Modelling calcium transients in cardiac myocytes

Abstract

We develop a three-dimensional model of the calcium dynamics in a half-sarcomere of a cardiac myocyte. We use the model to investigate the cardiac calcium transient, and the effect of choices made during model construction on the simulated calcium dynamics. We first construct a compartmental model of the calcium dynamics in a non-excitable cell, to investigate the effect of including a model of a SERCA pump which acts as a calcium buffer. We also look at the issue of futile cycling across the membrane of the endoplasmic reticulum when the cell is at rest. We develop a technique of grid refinement which enables an alternating direction implicit algorithm to be solved over a domain which contains multiple levels of grid spacing, while conserving the quantity being modelled. This is useful when the solution changes rapidly in some regions of the domain, but not elsewhere, as in a cardiac cell half-sarcomere. We have only developed the grid-refinement technique in two-dimensions, and so it is not used in the three-dimensional model.
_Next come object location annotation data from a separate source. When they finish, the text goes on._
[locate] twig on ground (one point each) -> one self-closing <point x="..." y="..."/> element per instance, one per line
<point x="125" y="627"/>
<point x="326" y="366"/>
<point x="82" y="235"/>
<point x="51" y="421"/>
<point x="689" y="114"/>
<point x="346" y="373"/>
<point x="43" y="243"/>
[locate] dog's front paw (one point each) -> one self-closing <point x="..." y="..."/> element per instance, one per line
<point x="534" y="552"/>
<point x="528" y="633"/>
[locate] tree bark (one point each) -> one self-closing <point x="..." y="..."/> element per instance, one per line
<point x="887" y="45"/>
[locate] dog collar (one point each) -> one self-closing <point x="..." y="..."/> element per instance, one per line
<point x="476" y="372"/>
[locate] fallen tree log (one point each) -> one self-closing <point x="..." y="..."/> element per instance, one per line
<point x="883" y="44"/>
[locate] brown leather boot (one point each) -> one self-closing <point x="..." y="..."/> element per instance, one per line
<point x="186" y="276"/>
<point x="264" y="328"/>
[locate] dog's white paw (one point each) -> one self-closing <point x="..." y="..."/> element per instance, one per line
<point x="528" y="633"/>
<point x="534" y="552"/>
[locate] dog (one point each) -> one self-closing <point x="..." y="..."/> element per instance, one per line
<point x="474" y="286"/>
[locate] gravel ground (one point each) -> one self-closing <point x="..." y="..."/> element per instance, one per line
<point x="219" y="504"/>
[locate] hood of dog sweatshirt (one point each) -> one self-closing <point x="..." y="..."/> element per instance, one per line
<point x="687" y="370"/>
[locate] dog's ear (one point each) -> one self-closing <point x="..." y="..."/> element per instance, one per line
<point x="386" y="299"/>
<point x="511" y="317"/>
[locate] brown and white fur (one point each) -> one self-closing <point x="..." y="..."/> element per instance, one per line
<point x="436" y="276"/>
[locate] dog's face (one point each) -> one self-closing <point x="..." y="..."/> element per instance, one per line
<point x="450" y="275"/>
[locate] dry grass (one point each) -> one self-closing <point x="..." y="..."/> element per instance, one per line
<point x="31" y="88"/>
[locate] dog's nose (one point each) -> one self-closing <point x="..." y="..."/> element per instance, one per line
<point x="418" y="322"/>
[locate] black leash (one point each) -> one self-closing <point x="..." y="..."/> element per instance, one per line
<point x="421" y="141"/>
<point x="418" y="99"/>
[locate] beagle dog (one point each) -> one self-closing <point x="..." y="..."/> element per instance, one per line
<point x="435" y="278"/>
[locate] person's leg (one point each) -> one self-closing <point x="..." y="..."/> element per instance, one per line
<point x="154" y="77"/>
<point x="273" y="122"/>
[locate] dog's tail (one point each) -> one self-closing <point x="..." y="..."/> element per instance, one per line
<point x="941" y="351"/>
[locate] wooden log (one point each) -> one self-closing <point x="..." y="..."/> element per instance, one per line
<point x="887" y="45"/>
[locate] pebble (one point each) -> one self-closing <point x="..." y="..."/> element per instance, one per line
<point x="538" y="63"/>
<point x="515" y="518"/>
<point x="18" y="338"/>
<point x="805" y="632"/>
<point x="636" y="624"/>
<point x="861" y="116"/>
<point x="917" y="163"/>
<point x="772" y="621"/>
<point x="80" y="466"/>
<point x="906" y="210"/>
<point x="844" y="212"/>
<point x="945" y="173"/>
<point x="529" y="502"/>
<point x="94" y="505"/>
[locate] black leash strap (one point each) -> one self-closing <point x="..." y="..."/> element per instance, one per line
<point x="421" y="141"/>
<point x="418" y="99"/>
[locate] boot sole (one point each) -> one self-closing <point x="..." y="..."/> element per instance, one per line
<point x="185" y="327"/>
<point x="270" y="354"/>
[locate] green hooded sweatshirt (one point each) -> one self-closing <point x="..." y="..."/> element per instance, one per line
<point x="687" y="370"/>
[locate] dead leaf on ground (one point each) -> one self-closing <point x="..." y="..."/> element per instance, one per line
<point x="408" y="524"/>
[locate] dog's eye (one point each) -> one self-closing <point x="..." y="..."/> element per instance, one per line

The three-dimensional half-sarcomere model couples homogenised and non-homogenised schemes. Near the cell membrane the geometry of the sarcoplasmic reticulum (SR) is important, and we model it explicitly. Further from the membrane the SR forms a complex network. The geometry here is not well known, and complicated to model, so homogenisation is used to avoid explicitly modelling the structure. The model is again used to investigate the effect of including a buffering SERCA pump model. It is also used to investigate the effect of shifting the location of the sodium calcium exchangers, which is not well known, and to assess the accuracy of the assumption that there are not significant spatial calcium gradients in given compartments which is used when building compartmental models. We add dynamic models of the ryanodine receptors to the three-dimensional model and then investigate the effect of changing the position of the L-type calcium channels, and the effect of increasing the depth of the diadic cleft. We then reduce the three dimensional model into a compartmental model to determine how the loss of spatial information will impact the results.